Manager of IT Governance, Risk, and Compliance

At Hasbro, our mission is to entertain and connect generations of fans through the wonder of storytelling and exhilaration of play. We’re looking for adventurous and curious people who want to explore, experiment, and innovate to come up with the best ideas. Our culture has inspired our diverse team of highly skilled, highly creative, and highly committed individuals for 100 years and we believe the best is yet to come. 
 

Hasbro is seeking a highly motivated and experienced individual to join our Global Information Security team as the Manager of IT Governance, Risk and Compliance (IT GRC)! In this role, you will have the unique opportunity to collaborate with various teams, including Internal and External Audit, IT Partners, and the CISO Leadership team. This leader is responsible for leading our IT SOX and PCI Compliance program, managing internal and external compliance and audit engagements, and cultivating relationships with audit and assessment partners.

The Manager of IT GRC, will play a crucial role in ensuring the flawless execution of our Security Awareness and Training program. They will be responsible for developing and delivering engaging security awareness content, campaigns, and events. The Manager will also measure compliance with industry standards and frameworks such as NIST, CIS, ISO27001, and Cloud Security Alliance. This is a critical role in helping us as we grow our security operations footprint!

This is a hybrid role based in our Pawtucket, RI office and requires the ability to work onsite 3 days per week.

A day in the life of a Manager, IT Governance Risk & Compliance:

• Manage the IT SOX and PCI Compliance program, including scoping, testing, remediation, and reporting.
• Lead internal and external compliance and audit engagements, including PCI, GDPR, CCPA, HIPAA, and other regulatory or contractual requirements.
• Foster strong partnerships with internal and external audit or assessment partners, facilitating audit activities and ensuring effective coordination and communication.
• Lead the Security Awareness and Training program, developing and delivering compelling security awareness content, campaigns, and events.
• Oversee the internal policy and standards program, including the development, maintenance, and communication of security policies, guidelines, and procedures.
• Measure compliance with implementation and alignment to industry frameworks, conducting gap analysis, risk assessment, and remediation planning.
• Lead the metrics and reporting effort to support security governance efforts.

What you'll bring:

• Bachelor's degree in Computer Science, Information Systems, or related field, or equivalent work experience.
• Minimum of 5 years of management experience in IT GRC or a related field.
• Demonstrated ability in leading IT SOX and PCI compliance programs or similar.
• Strong knowledge of IT Governance, Risk, and Compliance frameworks, standards, and continuous improvement methodologies.
• Solid understanding of IT audit methodologies, processes, and tools.
• Effective interpersonal and presentation abilities.
• Strong analytical, problem-solving, and decision-making abilities.
• Demonstrated leadership, teamwork, and collaboration skills.
• Relevant industry certifications such as CISA, CISSP, CRISC, or similar.

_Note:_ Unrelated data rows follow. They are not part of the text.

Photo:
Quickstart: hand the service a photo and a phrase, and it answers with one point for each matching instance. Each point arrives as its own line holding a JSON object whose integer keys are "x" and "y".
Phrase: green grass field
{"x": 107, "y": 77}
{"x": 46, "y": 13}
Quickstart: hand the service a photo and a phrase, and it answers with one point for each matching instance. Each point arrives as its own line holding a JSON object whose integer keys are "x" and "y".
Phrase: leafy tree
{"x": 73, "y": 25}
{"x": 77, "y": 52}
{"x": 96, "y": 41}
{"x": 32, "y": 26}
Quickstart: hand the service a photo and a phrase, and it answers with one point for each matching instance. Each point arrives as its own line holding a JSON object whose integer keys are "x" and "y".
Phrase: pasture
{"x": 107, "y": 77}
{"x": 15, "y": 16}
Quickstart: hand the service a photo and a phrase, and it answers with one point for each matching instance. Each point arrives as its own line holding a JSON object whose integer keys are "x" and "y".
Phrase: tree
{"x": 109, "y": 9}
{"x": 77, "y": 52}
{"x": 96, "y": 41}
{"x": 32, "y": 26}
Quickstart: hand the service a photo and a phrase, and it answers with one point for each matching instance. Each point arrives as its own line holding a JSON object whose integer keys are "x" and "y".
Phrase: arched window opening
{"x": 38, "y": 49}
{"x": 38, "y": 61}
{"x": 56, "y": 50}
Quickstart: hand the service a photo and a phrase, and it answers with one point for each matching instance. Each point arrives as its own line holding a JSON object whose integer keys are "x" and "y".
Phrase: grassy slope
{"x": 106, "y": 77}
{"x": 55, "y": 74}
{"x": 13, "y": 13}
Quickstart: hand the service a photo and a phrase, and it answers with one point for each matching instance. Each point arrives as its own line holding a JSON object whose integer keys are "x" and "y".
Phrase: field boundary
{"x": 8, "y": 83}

Compensation Range, Currency USD:

• Starting Pay Range: $122,400
• Pay Range End: $203,200

At Hasbro, we are committed to equality of opportunity in all aspects of employment. We make all employment decisions without regard to race, color, religion, sex, sexual orientation, gender identity or expression, national origin, age, marital status, or any other legally protected status. We believe that a diverse and inclusive workforce drives innovation and creativity, and we actively promote a work environment that embraces diversity and fosters collaboration.

Hasbro is committed to equality of opportunity in all aspects of employment. We are committed to making all employment decisions without regard to race, color, religion, sex, sexual orientation, gender identity or expression, national origin, age, marital status, or any other legally protected status.